Joyce Overheul ou la résilience de l’underdog
L’artiste néerlandaise Joyce Overheul tire des fils inattendus de notre tissu social. Dans son œuvre, pour laquelle elle utilise des techniques textiles et effectue des recherches historiques, le dernier mot est à l’underdog.
© Sabine Metz
Joyce Overheul (° 1989) a des avis tranchés, ne mâche pas ses mots et en est bien consciente. Elle se décrit comme quelqu’un qui ne supporte pas l’injustice et qui exprime cette aversion: que ce soit face à un serveur qui estime que la bière n’est pas faite pour les femmes, ou à un artiste d’un certain âge qui trouve qu’elle s’occupe de «bricoles de bonnes femmes».
Mais si vous vous attendez à ce qu’émettre une opinion claire corresponde à une pratique artistique sans équivoque, vous serez déçu·e. Rien que déjà la variété des supports qu’elle utilise – des sites web aux tissus – montre qu’elle a plus d’un tour dans son sac. De plus, elle aime travailler avec d’autres artistes, mais elle fait aussi tranquillement ses propres recherches qui commencent – comme souvent de nos jours – sur Wikipédia.
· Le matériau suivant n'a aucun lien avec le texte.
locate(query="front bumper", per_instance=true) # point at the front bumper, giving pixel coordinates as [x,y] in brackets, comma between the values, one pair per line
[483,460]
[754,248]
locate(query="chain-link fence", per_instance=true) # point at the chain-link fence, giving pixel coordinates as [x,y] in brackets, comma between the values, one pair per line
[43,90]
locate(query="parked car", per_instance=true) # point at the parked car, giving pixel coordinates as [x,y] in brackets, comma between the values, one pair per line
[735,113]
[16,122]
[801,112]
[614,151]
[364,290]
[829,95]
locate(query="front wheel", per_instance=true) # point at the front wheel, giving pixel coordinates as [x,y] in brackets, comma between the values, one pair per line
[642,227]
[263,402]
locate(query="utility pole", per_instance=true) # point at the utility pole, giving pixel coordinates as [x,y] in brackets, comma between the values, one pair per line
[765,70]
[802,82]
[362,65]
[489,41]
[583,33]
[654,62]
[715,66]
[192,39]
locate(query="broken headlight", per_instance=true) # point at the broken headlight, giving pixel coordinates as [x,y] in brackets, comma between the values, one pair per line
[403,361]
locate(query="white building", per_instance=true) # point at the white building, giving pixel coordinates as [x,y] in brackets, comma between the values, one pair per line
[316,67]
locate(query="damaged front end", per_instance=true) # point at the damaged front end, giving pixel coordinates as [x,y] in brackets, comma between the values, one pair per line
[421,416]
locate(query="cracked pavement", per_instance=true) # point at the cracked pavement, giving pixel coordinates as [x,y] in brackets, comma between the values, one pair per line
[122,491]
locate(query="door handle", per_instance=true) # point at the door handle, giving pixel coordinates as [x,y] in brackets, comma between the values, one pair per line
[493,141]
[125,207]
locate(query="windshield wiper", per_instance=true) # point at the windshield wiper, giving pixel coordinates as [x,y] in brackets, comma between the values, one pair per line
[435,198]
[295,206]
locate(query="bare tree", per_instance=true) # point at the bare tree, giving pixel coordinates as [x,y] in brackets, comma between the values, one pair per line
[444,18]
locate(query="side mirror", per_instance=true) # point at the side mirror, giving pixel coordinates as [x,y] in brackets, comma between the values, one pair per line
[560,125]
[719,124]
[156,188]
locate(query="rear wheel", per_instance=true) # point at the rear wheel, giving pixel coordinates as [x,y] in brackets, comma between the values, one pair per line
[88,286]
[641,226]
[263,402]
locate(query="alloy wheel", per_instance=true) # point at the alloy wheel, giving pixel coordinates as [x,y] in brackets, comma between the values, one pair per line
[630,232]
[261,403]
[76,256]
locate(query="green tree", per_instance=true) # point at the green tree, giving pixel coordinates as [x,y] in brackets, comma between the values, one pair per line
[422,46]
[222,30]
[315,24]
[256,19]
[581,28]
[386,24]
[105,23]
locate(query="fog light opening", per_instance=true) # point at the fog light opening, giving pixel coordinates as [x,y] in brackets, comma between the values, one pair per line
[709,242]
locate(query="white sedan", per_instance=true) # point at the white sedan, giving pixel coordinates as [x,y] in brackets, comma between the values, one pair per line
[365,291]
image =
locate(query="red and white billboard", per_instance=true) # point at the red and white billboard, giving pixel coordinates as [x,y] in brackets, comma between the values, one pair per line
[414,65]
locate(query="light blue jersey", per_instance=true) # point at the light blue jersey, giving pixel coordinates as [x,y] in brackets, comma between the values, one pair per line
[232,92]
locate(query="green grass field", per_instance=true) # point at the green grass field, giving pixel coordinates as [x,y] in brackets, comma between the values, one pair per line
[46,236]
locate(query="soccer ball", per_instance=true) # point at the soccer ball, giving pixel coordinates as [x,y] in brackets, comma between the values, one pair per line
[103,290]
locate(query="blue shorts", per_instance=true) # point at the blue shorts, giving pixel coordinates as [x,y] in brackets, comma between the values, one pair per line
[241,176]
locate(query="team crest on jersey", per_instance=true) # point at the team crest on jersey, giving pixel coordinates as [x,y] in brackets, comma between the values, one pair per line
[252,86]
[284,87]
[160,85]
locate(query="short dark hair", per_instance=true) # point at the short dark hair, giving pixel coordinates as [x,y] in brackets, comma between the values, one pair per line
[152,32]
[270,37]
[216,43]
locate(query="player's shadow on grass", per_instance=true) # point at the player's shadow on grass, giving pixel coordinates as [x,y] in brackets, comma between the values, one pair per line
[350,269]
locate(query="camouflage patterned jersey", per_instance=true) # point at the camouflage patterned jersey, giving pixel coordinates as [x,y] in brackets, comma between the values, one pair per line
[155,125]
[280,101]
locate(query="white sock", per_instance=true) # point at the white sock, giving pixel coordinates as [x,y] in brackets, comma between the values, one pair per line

Manifestations contre le port du voile
La jeune femme raconte aussi qu’elle s’enthousiasme facilement pour les possibilités des supports et des matériaux qui sont nouveaux pour elle. Mais ce qui compte finalement, c’est l’histoire qu’elle veut raconter par le biais de son art, et dont la forme doit découler logiquement. Le contenu de son œuvre est varié également, bien qu’un thème spécifique soit devenu essentiel au cours des dernières années: la position de l’opprimé, de l’underdog, qui est souvent une femme.
© Joyce Overheul
Overheul attire l’attention sur l’émancipation, mais aussi sur les réactions qu’elle suscite et l’opposition qu’elle rencontre. Ce thème est très vaste, car elle l’aborde à partir de cultures et de collaborations variées, et au départ d’événements historiques. Ainsi, elle a créé récemment Radium Girls (2020), un portrait de l’ouvrière américaine Grace Fryer, réalisé avec des aiguilles d’horloge rendues luminescentes grâce à leur irradiation.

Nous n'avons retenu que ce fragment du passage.